Inference using saved model in Tensorflow 2: how to control in/output?
Tested on TF 2.0, 2.6, and 2.7:
If you haven't already, you could try something like the following, as I believe you are referencing the wrong keys in SignatureDef
:
from tensorflow.keras.layers import Dense
from tensorflow.keras.models import Model
from tensorflow.keras.applications.inception_resnet_v2 import InceptionResNetV2
from tensorflow.keras.layers import Dense, GlobalAveragePooling2D
import tensorflow as tf
import numpy as np
from PIL import Image
export_path = "./save_test"
base_model = InceptionResNetV2(weights='imagenet', input_tensor=None, include_top=False)
out = base_model.output
out = GlobalAveragePooling2D()(out)
predictions = Dense(7, activation='softmax', name="output")(out)
model = Model(inputs=base_model.input, outputs=[predictions])
tf.saved_model.save(model, export_path)
with tf.compat.v1.Session(graph=tf.Graph()) as sess:
meta_graph = tf.compat.v1.saved_model.loader.load(sess, ["serve"], export_path)
sig_def = meta_graph.signature_def[tf.saved_model.DEFAULT_SERVING_SIGNATURE_DEF_KEY]
input_key = list(dict(sig_def.inputs).keys())[0]
input_name = sig_def.inputs[input_key].name
output_name = sig_def.outputs['output'].name
img = Image.new('RGB', (299, 299))
x = tf.keras.preprocessing.image.img_to_array(img)
x = np.expand_dims(x, axis=0)
x = x[..., :3]
x /= 255.0
x = (x - 0.5) * 2.0
y_pred = sess.run(output_name, feed_dict={input_name: x})
print(y_pred)
INFO:tensorflow:Restoring parameters from ./save_test/variables/variables
[[0.14001141 0.13356228 0.14509581 0.22432518 0.16313255 0.11899492
0.07487784]]
You could also take a look at the SignatureDef
for input and output information:
print(meta_graph.signature_def)
{'serving_default': inputs {
key: "input_2"
value {
name: "serving_default_input_2:0"
dtype: DT_FLOAT
tensor_shape {
dim {
size: -1
}
dim {
size: -1
}
dim {
size: -1
}
dim {
size: 3
}
}
}
}
outputs {
key: "output"
value {
name: "StatefulPartitionedCall:0"
dtype: DT_FLOAT
tensor_shape {
dim {
size: -1
}
dim {
size: 7
}
}
}
}
method_name: "tensorflow/serving/predict"

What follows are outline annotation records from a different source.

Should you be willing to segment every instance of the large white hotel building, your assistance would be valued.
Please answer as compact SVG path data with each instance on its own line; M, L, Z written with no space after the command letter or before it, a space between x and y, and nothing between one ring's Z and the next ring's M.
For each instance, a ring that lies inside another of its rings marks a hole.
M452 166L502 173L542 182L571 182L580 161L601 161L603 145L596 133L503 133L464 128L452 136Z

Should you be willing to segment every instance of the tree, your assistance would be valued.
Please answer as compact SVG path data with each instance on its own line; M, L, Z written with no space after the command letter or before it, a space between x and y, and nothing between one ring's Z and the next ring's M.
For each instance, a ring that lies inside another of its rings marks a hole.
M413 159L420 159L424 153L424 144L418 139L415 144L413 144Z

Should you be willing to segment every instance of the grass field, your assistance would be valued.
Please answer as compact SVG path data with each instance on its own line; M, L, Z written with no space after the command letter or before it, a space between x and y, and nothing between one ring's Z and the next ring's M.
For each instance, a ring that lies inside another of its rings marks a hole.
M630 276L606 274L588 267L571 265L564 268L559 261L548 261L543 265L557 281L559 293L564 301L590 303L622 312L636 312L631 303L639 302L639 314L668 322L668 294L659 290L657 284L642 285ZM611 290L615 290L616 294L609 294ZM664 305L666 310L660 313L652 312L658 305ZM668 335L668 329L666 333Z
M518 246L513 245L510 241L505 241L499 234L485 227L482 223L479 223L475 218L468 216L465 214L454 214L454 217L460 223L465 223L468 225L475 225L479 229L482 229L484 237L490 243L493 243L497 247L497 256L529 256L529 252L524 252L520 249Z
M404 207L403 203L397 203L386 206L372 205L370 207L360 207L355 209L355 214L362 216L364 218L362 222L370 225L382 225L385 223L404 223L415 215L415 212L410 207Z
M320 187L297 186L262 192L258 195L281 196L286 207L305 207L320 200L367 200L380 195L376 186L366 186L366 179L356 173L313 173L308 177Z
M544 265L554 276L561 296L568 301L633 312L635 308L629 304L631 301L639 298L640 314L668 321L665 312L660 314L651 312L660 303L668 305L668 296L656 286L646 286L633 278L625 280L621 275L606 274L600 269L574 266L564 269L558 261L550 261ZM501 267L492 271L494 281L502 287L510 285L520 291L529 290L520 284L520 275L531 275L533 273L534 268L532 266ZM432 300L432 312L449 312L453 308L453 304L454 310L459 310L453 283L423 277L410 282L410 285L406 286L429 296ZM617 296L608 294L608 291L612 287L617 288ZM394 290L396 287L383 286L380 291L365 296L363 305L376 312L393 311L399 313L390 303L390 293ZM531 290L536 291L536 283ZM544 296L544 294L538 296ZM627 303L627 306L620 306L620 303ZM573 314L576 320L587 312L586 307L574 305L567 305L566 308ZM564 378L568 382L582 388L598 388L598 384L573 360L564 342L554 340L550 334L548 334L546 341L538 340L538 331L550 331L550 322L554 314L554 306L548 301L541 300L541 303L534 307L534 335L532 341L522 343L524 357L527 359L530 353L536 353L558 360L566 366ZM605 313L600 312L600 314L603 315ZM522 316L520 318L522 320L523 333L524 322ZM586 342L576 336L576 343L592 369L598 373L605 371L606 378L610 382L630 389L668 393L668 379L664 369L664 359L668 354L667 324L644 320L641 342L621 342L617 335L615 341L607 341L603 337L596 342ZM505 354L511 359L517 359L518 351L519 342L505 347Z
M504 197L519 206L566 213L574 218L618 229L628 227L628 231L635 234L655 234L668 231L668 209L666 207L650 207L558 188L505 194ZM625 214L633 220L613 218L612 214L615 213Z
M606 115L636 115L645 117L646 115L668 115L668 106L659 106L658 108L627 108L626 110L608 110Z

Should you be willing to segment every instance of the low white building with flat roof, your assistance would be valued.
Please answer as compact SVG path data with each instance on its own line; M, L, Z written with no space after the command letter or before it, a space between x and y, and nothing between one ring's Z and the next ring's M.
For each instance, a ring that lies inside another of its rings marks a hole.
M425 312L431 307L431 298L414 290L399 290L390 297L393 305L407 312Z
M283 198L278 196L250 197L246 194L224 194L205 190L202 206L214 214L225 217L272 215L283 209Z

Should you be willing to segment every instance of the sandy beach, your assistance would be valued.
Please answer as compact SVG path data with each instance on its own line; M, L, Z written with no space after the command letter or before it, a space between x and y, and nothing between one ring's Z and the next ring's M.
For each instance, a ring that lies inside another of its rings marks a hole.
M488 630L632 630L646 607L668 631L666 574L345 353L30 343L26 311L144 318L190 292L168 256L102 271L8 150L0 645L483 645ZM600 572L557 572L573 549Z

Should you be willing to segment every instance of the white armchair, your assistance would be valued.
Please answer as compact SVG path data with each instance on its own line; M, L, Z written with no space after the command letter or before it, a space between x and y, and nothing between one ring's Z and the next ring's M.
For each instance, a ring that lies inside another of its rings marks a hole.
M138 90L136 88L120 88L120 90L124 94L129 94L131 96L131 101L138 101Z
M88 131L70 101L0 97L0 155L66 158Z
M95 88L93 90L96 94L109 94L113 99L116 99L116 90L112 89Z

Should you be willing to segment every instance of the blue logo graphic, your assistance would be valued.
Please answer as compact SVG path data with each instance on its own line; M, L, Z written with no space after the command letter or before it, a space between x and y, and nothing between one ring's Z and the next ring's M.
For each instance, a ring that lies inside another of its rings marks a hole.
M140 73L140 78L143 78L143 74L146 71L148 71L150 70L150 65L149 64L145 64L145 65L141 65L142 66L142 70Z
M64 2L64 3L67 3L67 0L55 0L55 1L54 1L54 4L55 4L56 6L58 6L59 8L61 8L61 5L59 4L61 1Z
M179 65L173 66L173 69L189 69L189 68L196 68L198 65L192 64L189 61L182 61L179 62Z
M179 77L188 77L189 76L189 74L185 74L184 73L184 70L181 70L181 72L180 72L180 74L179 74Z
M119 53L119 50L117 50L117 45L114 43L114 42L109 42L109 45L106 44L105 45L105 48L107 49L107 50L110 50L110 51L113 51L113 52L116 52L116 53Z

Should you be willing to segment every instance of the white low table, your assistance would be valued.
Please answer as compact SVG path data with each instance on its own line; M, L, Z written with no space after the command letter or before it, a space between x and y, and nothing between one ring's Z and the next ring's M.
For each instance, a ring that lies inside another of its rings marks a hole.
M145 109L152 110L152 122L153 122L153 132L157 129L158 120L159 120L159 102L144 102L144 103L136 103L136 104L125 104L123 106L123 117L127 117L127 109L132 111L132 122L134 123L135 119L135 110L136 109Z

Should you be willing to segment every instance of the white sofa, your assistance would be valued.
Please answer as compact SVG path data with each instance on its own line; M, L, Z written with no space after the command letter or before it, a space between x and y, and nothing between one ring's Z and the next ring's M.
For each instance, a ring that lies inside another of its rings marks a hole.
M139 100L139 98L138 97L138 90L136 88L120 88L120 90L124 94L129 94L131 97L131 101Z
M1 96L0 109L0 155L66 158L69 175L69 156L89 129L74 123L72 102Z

, '__saved_model_init_op': outputs {
key: "__saved_model_init_op"
value {
name: "NoOp"
tensor_shape {
unknown_rank: true
}
}
}
}
If you remove the first layer of your base_model
and add a new Input
layer, you can use static key names sig_def.inputs['input'].name
and sig_def.outputs['output'].name
:
from tensorflow.keras.layers import Dense
from tensorflow.keras.models import Model
from tensorflow.keras.applications.inception_resnet_v2 import InceptionResNetV2
from tensorflow.keras.layers import Dense, GlobalAveragePooling2D
import tensorflow as tf
import numpy as np
from PIL import Image
export_path = "./save_test"
base_model = InceptionResNetV2(weights='imagenet', input_tensor=None, include_top=False)
base_model.layers.pop(0)
new_input = tf.keras.layers.Input(shape=(299,299,3), name='input')
out = base_model(new_input)
out = GlobalAveragePooling2D()(out)
predictions = Dense(7, activation='softmax', name="output")(out)
model = Model(inputs=new_input, outputs=[predictions])
tf.saved_model.save(model, export_path)
with tf.compat.v1.Session(graph=tf.Graph()) as sess:
meta_graph = tf.compat.v1.saved_model.loader.load(sess, ["serve"], export_path)
sig_def = meta_graph.signature_def[tf.saved_model.DEFAULT_SERVING_SIGNATURE_DEF_KEY]
input_name = sig_def.inputs['input'].name
output_name = sig_def.outputs['output'].name
img = Image.new('RGB', (299, 299))
x = tf.keras.preprocessing.image.img_to_array(img)
x = np.expand_dims(x, axis=0)
x = x[..., :3]
x /= 255.0
x = (x - 0.5) * 2.0
y_pred = sess.run(output_name, feed_dict={input_name: x})
print(y_pred)
INFO:tensorflow:Restoring parameters from ./save_test/variables/variables
[[0.21079363 0.10773096 0.07287834 0.06983061 0.10538215 0.09172108
0.34166315]]
Note that changing the name of the first layer of base_model
does not work with the syntax model.layers[0]._name = 'input'
because the model configuration itself will not be updated.